How important has mentorship been to your work? Is there anyone who specifically assisted your development as a writer?
Definitely important. I’ve been lucky to have had some meaningful mentorship experiences in recent years.
I was fortunate to have spent two weeks at the Banff Centre for the Arts last March, in a writing residency mentored by Liz Howard. Liz’s sense of eco-poetry offered an exciting new direction to my thinking on the subject a that time, and our discussions helped me reshape the ways I was approaching form, space, and the visual aspect of my writing.
I’ve also had the joy of working with Jordan Abel, who was a mentor in The Writer’s Workshop I attended online through Simon Frasier University.

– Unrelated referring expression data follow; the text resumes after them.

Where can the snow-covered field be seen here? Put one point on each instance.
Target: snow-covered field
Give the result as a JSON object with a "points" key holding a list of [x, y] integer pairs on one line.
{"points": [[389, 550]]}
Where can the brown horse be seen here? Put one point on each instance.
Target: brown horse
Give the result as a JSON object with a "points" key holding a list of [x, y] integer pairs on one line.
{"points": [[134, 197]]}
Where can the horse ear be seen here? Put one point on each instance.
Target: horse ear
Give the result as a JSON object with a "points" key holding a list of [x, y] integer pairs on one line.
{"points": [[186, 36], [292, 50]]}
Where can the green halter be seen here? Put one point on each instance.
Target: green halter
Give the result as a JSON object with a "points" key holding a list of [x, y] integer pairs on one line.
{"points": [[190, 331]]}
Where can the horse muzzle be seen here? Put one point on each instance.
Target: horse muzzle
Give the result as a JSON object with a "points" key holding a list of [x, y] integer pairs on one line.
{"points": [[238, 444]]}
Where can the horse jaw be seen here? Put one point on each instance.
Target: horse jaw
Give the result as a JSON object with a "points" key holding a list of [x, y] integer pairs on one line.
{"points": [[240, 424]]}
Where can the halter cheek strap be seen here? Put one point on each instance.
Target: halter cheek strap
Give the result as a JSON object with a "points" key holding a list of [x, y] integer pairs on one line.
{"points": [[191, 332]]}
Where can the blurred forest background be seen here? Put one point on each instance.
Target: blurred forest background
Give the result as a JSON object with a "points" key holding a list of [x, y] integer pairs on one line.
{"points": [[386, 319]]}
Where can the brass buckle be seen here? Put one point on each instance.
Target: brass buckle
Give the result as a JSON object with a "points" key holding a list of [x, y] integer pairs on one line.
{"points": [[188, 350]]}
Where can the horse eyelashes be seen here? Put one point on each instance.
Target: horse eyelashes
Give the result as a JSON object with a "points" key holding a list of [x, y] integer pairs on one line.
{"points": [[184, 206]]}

My writing benefited a lot from Jordan’s gift of holding that vulnerable work-in-progress space, and his ability to see the poet behind the poem, the person behind the work, which helped me in turn to see my own work with honesty — in both its strength and shortsightedness, the things that were working and the things that were working less — in equal measure, with clarity and compassion. I also learned a lot from Jordan about process, intention, sincerity, and craft; and his thoughtfully curated reading suggestions expanded my reading practice, which left a positive imprint on my writing and my thinking about poetry in general.
What are you currently working on?
I totally understand the benefits of sharing and the working out process of a work-in-progress. And while I do love hearing what people are working on — I am genuinely intrigued by what the poets are up to — personally, I’m a bit of a, “don’t-talk-about-the-thing-until-it’s-a-thing” kind of person. I prefer to contain the energy of a project in the doing of the project, so as to keep the workflow flowing, as it were, in that direction, and then talk about it later, once the thing is done and it’s actually a thing, then I can talk about it.
Can you name a poet you think should be receiving more attention?
Ovid. So real. Still so crushingly poignant. Still so relevant.